In your example, expand your set of vectors to $v_1,v_2,e_1,e_2,e_3,e_4,e_5$, where $e_1,\dotsc,e_5$ are the standard basis vectors in $\mathbb{R}^5$. Then you can apply the sifting algorithm to this set to get a basis; because $v_1$ and $v_2$ are linearly independent and occur first in the list, they won't be removed in the sifting process, so you'll end up with some basis containing them. Essentially the same trick works for set of linearly independent vectors in a finite dimensional vector space.

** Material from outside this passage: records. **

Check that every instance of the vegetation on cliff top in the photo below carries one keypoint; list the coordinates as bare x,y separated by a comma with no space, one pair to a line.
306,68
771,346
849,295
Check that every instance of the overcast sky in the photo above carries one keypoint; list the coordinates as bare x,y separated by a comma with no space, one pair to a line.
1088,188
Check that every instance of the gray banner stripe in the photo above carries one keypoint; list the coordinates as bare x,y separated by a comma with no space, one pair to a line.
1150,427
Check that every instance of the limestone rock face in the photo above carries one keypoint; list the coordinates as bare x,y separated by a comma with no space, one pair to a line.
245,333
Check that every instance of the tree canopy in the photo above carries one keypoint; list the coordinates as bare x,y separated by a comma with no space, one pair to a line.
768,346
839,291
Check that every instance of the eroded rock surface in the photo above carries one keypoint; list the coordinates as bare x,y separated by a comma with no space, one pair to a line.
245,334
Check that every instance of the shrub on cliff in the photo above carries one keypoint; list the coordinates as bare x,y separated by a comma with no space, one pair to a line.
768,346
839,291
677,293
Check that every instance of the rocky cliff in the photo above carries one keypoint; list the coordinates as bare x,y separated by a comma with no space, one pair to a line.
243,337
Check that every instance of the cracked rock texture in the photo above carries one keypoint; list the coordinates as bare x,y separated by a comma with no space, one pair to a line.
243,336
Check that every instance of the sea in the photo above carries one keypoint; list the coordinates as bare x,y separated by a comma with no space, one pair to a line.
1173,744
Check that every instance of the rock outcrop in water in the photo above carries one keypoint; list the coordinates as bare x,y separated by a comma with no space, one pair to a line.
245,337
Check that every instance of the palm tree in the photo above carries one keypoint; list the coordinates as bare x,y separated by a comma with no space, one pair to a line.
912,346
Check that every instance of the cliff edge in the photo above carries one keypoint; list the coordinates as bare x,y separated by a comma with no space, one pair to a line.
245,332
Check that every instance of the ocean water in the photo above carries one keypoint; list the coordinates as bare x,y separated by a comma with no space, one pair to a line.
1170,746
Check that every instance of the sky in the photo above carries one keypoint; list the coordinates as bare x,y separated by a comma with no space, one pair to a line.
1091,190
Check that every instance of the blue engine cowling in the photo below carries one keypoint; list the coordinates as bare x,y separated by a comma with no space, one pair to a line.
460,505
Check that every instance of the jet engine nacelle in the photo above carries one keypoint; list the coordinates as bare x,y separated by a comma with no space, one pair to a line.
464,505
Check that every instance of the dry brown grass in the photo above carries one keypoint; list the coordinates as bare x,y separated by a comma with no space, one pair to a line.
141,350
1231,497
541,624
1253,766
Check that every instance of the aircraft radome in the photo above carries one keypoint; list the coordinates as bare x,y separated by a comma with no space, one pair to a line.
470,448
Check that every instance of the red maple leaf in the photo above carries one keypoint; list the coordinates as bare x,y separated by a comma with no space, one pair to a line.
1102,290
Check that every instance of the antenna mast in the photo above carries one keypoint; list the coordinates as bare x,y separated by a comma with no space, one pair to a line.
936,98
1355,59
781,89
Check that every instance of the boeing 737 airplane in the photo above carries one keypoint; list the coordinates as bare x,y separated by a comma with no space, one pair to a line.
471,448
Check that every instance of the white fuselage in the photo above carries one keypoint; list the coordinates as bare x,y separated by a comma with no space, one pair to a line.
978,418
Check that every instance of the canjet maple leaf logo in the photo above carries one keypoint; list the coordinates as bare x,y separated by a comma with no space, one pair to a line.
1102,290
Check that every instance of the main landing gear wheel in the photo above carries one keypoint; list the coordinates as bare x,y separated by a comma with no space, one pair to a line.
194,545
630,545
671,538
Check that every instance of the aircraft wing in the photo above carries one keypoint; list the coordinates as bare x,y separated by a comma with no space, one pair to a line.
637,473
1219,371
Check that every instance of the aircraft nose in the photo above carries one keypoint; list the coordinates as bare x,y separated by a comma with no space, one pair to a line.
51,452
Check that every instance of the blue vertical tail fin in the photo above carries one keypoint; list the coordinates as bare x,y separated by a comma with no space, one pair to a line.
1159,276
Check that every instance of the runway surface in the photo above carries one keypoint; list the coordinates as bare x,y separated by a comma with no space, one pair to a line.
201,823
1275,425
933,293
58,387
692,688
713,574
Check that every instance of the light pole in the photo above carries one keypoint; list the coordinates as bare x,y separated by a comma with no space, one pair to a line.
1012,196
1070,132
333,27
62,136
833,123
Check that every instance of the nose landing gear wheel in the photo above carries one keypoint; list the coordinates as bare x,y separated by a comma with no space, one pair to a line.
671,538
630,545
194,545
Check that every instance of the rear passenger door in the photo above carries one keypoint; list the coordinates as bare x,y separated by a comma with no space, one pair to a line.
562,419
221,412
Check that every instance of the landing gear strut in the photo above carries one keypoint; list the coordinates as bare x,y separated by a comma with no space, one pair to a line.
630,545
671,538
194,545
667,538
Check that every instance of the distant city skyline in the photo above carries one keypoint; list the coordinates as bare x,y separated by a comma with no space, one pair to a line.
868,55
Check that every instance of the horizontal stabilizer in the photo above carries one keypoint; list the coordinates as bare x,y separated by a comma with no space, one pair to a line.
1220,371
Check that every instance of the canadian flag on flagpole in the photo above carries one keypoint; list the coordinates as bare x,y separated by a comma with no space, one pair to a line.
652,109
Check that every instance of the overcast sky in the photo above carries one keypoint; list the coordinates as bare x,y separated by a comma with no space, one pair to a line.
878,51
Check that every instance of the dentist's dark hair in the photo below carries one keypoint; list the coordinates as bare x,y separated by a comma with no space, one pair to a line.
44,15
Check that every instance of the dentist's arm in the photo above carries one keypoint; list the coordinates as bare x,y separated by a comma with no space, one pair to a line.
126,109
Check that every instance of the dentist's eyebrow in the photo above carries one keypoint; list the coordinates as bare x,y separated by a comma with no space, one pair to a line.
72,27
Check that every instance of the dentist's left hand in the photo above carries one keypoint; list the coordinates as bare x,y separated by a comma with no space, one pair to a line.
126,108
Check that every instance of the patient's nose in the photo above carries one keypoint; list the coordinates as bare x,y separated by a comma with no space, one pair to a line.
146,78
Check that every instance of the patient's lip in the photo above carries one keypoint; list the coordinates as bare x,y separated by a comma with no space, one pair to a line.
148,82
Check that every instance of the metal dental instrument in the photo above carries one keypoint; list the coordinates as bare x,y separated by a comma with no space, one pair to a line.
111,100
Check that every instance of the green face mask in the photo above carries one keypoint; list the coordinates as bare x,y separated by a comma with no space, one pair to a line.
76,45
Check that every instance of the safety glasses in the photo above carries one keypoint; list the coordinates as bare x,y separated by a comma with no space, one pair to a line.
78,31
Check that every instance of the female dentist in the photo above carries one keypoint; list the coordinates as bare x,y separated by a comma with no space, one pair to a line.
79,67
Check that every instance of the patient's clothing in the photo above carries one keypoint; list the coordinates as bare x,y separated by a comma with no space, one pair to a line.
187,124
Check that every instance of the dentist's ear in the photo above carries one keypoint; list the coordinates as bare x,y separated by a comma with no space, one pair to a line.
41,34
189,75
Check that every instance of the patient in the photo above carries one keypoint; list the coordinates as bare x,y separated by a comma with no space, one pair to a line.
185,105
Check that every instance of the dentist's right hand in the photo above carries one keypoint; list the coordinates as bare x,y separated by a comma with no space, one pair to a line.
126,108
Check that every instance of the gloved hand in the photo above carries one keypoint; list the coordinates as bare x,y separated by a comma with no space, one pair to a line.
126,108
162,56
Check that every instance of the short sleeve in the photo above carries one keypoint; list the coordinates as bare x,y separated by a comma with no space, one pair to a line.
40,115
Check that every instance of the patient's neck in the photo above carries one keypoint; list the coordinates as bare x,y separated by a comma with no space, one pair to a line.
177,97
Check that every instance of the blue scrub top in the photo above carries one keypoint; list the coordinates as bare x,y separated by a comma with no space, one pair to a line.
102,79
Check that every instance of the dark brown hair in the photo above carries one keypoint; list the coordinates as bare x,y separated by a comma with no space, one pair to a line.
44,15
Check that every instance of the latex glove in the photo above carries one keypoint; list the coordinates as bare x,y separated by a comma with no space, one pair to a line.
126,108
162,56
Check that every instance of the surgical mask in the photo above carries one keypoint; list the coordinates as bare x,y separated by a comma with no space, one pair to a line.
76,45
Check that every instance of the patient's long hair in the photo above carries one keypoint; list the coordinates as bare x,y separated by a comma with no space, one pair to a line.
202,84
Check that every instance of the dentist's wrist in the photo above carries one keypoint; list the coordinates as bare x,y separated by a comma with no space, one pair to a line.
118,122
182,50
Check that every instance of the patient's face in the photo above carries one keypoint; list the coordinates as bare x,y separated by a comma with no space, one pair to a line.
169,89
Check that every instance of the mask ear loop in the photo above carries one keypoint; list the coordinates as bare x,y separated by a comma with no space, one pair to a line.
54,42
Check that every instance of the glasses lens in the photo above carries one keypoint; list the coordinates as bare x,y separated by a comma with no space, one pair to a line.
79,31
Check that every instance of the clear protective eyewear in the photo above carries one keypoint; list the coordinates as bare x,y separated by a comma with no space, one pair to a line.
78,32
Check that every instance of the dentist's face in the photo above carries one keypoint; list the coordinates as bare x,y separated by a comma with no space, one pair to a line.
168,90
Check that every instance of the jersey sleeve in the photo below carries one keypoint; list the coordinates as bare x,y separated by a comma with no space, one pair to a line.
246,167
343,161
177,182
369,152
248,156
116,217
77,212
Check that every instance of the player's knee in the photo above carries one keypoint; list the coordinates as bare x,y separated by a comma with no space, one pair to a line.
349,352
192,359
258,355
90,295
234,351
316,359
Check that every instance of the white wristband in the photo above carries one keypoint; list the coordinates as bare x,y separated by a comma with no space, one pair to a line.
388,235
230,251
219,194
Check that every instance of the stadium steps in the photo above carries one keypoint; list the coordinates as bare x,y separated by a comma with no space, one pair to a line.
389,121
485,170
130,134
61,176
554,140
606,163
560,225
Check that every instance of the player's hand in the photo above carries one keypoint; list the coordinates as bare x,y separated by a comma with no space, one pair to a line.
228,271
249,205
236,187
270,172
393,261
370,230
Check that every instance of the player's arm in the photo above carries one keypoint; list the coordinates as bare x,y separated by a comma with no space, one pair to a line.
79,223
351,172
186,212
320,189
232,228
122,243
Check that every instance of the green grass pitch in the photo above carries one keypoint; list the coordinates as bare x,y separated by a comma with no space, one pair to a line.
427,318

Put your independent vectors in a list, which you then complete with a generating set for the whole space, as described in the answer by Matt Pressland (the standard basis is the most obvious choice for a generating set for $\Bbb R^n$). Now for each vector in the list in turn, see if the set of vectors in the list up to and including it is linearly dependent. If it is, keep the vector, if it isn't (then this vector must be a linear combination of the previous ones so) throw it out. In either case proceed to the next vector in the list. The test ensures that whenever one advances, the vectors retained so far are linearly independent. Also the vectors thrown out are ensured not to affect the span of the whole list, and since that span was the whole space at the beginning, it still is at the end. By linear dependence, one has found a basis. Since the vectors given initially were independent and at the beginning of the list, none of them can have been thrown out, so they survive in the basis.
A good general strategy for expanding a basis is to build a matrix $A$ out of the vectors you have and the standard basis vectors. Then, put $A$ into reduced row echelon form. If you toss out the dependent/free vectors, the remaining vectors are linearly independent and span. Therefore, they form a basis of your vector space.
Consider a finite dimensional vector space V. Let A be a finite subset of V that contains linearly independent vectors. If $span(A) \neq V$ then there exists a vector v $\in V$ so that all the elements in A and v are linearly independent. Since V is finite dimensional, you can repeat this process until you obtain a basis for the space V.